Dieter Jungnickel (born 20 March 1952 in Berlin) is a German mathematician specializing in combinatorics.

In 1971 Jungnickel entered the Free University of Berlin, graduating in 1975. He studied the finite difference method with Hanfried Lenz and completed his Habilitation in 1978. He became a professor of mathematics at University of Giessen in 1980.

The uses of finite geometry in coding theory led Jungnickel and Thomas Beth to write "Variations of Seven Points" which used the Fano plane as a starting point.

With Thomas Beth and Hanfried Lenz he wrote Design Theory (1985) on combinatorial design. Albrecht Beutelspacher reviewed it positively as deserving high estimation, and as an impressive work. It was re-published by Cambridge University Press in 1986. He updated the work in 1989 For the second edition Design Theory (1999) was split into two volumes, one and two.

In 1990 Jungnickel wrote an article on geometric and graph-theoretical aspects of latin squares of interest in coding theory. In September 1990 University of Vermont was the site of a conference concerned with the mathematics of coding theory, and commemorating the contributions of Marshall Hall. Together with Scott Vanstone, Jungnickel edited the Proceedings.

In 1993 Jungnickel joined the University of Augsburg where he occupies the chair for discrete mathematics, optimisation, and operations research.

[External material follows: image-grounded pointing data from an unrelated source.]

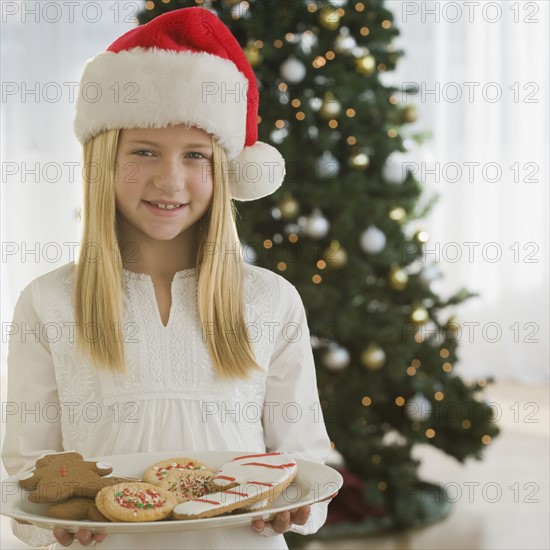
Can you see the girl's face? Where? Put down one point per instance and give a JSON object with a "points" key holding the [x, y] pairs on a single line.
{"points": [[164, 181]]}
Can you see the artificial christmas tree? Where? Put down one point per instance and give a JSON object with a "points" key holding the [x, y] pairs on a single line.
{"points": [[340, 230]]}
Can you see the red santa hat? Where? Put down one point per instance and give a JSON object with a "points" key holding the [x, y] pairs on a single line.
{"points": [[184, 66]]}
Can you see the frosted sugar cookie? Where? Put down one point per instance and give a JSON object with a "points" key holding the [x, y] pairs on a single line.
{"points": [[162, 470], [135, 502]]}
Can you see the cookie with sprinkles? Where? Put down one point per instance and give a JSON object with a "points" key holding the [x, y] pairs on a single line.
{"points": [[162, 470], [135, 502]]}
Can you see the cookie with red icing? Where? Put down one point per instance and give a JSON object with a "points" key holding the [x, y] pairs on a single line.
{"points": [[59, 476], [275, 470], [252, 480], [135, 502]]}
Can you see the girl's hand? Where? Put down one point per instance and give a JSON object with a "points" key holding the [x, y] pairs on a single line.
{"points": [[83, 536], [284, 520]]}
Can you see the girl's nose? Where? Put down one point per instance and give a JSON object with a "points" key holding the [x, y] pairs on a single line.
{"points": [[170, 177]]}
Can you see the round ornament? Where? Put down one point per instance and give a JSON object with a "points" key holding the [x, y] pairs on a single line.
{"points": [[359, 160], [253, 55], [316, 225], [409, 114], [344, 42], [293, 70], [327, 166], [289, 207], [372, 240], [329, 18], [366, 64], [335, 256], [336, 358], [398, 277], [330, 107], [419, 315], [394, 171], [418, 408], [373, 357]]}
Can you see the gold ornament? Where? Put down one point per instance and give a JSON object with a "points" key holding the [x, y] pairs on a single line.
{"points": [[331, 107], [335, 256], [398, 277], [289, 207], [329, 18], [419, 315], [359, 160], [253, 55], [398, 214], [409, 114], [365, 64], [373, 357]]}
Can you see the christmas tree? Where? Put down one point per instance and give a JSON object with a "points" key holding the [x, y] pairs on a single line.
{"points": [[340, 230]]}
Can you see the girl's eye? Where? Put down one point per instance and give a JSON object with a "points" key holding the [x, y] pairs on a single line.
{"points": [[195, 155], [143, 153]]}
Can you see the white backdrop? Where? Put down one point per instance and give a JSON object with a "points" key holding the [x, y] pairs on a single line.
{"points": [[498, 146]]}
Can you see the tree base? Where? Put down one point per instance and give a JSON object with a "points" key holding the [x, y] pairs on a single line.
{"points": [[427, 504]]}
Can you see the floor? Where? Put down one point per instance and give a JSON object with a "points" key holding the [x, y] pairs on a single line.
{"points": [[503, 501]]}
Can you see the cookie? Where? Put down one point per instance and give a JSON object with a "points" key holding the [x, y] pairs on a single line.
{"points": [[188, 485], [163, 469], [222, 502], [135, 502], [274, 470], [77, 509], [246, 481], [60, 476]]}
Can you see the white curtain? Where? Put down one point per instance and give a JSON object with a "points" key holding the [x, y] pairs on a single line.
{"points": [[44, 46], [481, 71], [476, 49]]}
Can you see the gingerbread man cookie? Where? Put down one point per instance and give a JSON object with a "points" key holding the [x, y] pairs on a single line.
{"points": [[60, 476]]}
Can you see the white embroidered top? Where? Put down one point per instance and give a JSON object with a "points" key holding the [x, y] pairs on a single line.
{"points": [[170, 398]]}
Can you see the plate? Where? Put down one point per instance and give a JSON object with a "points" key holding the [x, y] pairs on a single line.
{"points": [[313, 483]]}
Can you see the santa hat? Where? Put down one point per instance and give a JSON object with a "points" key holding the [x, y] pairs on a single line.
{"points": [[184, 66]]}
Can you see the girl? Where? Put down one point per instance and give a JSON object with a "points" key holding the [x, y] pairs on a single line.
{"points": [[164, 338]]}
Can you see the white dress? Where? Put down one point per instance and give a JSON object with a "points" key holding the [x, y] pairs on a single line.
{"points": [[170, 398]]}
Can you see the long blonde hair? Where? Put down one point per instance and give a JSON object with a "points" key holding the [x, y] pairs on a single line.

Jungnickel wrote about finite fields in 1993: Finite fields, Structure and Arithmetics. A reviewer notes that "The author does a beautiful job showing and developing the practical applicability of the fascinating area of finite field theory".

In 1999 his book Graphs, Networks and Algorithms appeared as translation of the 1994 German version. A reviewer calls it a "first class textbook" and indispensable for teachers of combinatorial optimization. The second edition appeared in 2005, the third in 2008, and the fourth in 2013.